None of that deters me, anyway. I don’t believe in any of that shit—spirits and whatnot. I believe we are either alive or we are dead, that’s it. Or, at least, that’s what I tell myself. Cillian and Lola would disagree. Whereas Cil is apprehensive of spirits and places being potentially haunted, it intrigues Lo. Her imagination runs wild, thinking of what life was like before it stopped.
She has always been drawn to things that most would deem unworthy. It’s one of the first things—besides that smart-ass mouth she is always running and her undeniable beauty—that made us need her as we do. Lola Grimmrose is a soul beyond her years, always finding beauty in what most would deem ugly or finding value in what most would disparage.

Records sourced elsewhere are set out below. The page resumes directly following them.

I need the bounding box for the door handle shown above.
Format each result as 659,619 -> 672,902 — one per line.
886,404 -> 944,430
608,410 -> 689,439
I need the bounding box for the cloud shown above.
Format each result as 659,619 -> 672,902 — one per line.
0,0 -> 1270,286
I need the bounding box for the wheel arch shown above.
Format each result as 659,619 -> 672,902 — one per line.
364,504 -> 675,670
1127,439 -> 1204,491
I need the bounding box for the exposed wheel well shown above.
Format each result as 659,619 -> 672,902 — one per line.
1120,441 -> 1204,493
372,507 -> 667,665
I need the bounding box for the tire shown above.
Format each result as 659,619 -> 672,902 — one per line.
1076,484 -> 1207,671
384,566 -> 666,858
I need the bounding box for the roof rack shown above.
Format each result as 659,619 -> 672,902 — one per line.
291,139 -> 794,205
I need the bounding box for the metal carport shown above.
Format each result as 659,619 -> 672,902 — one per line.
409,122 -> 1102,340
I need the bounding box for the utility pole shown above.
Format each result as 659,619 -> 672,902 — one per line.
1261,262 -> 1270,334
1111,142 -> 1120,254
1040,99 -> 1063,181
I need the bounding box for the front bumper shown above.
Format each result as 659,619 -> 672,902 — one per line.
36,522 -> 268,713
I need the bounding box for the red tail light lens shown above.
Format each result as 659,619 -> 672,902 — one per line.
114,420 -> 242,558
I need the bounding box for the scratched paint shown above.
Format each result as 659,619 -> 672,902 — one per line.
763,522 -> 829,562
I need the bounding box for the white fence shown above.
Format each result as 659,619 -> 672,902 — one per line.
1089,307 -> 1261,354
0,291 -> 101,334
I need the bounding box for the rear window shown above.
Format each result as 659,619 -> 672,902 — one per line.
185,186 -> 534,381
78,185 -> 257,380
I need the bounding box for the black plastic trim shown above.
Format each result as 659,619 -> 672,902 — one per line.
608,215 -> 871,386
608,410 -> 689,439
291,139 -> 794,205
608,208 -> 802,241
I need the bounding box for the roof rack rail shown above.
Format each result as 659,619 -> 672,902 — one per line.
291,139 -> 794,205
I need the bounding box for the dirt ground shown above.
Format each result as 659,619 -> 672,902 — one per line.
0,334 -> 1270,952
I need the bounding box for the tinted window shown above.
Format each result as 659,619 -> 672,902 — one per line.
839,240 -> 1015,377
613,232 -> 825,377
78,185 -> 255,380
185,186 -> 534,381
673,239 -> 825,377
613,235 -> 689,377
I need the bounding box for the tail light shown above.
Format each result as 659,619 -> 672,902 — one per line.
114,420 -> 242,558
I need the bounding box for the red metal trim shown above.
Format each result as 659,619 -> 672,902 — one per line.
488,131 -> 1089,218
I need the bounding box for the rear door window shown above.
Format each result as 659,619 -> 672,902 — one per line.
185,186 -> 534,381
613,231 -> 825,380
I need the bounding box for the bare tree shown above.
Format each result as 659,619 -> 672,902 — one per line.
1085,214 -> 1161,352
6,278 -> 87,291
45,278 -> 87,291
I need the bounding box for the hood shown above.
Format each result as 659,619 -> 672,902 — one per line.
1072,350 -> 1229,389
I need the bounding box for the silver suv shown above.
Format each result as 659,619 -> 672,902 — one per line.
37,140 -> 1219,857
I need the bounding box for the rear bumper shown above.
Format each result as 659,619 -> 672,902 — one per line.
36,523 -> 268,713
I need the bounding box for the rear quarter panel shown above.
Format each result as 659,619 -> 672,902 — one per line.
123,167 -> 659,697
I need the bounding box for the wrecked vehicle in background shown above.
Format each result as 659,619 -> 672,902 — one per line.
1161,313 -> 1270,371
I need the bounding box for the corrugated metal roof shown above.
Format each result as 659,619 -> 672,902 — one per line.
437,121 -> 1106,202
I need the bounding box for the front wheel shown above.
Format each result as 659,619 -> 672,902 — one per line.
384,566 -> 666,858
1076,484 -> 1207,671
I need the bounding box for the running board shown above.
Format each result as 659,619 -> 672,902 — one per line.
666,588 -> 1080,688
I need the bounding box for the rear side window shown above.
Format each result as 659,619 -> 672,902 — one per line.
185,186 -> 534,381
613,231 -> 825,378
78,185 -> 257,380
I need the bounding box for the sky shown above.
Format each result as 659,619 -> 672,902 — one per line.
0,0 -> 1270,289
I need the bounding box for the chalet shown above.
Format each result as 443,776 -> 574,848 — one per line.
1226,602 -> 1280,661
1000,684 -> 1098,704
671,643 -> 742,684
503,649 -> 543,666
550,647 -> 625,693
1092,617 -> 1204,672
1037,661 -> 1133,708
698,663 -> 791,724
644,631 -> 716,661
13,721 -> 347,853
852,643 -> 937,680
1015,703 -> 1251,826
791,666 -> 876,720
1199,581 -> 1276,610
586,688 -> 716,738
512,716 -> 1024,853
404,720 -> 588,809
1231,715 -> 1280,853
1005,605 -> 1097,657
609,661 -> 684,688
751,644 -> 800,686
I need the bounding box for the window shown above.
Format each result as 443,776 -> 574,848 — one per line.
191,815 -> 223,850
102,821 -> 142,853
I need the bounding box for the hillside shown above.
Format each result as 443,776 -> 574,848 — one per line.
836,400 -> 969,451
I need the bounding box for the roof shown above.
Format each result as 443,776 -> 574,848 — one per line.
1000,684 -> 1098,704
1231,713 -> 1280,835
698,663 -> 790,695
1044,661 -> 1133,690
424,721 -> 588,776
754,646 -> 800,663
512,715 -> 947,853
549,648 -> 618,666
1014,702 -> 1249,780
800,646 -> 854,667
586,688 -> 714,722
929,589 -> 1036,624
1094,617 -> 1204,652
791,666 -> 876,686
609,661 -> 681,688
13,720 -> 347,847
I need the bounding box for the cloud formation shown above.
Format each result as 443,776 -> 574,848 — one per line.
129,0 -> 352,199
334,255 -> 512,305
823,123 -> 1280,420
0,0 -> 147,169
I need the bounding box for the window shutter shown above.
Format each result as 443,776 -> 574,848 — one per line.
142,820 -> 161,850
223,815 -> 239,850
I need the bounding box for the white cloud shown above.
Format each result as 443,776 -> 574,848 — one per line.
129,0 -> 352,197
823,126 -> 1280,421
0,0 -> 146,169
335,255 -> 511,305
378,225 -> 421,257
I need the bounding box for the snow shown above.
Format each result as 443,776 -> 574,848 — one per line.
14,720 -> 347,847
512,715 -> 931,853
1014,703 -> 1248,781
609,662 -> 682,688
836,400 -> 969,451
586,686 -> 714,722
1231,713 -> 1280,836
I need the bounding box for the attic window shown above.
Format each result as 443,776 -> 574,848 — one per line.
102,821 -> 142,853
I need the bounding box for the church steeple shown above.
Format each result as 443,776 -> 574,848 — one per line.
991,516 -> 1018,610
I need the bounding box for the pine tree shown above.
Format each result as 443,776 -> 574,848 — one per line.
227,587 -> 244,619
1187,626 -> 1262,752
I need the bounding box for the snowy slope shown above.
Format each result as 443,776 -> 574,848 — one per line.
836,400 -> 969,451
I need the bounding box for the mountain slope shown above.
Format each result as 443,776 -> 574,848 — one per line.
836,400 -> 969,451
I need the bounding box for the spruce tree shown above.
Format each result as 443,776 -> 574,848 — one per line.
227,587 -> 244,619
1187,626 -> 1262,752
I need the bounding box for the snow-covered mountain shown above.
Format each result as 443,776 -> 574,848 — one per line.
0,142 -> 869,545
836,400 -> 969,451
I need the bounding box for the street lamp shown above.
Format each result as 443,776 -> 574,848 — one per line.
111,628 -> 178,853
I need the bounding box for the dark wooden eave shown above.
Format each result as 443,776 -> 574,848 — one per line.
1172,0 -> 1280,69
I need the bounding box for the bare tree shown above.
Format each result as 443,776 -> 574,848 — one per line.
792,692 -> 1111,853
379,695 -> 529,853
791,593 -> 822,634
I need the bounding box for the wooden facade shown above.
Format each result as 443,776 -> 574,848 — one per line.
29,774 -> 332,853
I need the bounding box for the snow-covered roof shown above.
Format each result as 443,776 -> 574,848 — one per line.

We were broken when we met her, and she found a way to honor our scars, taking them on as her own. Something that no one other than Cillian and I were ever able to do for each other, until she came into the picture. It was lust at first sight, and holy fuck did it turn into something more primal, raw, and real than any of us could have ever imagined.
So, even with the disarray and overgrown fungi that practically swallows every inch of this place whole, I know our girl will be able to see past all of that and see it for what it can be. A fresh start, a hideaway, and our refuge.
Cillian takes a final drag before stomping out the remaining burnt paper on the ground, which blends in with the patch of dirt beneath our feet. Just as he twists his Vans into the ground, our phones go off at the same time.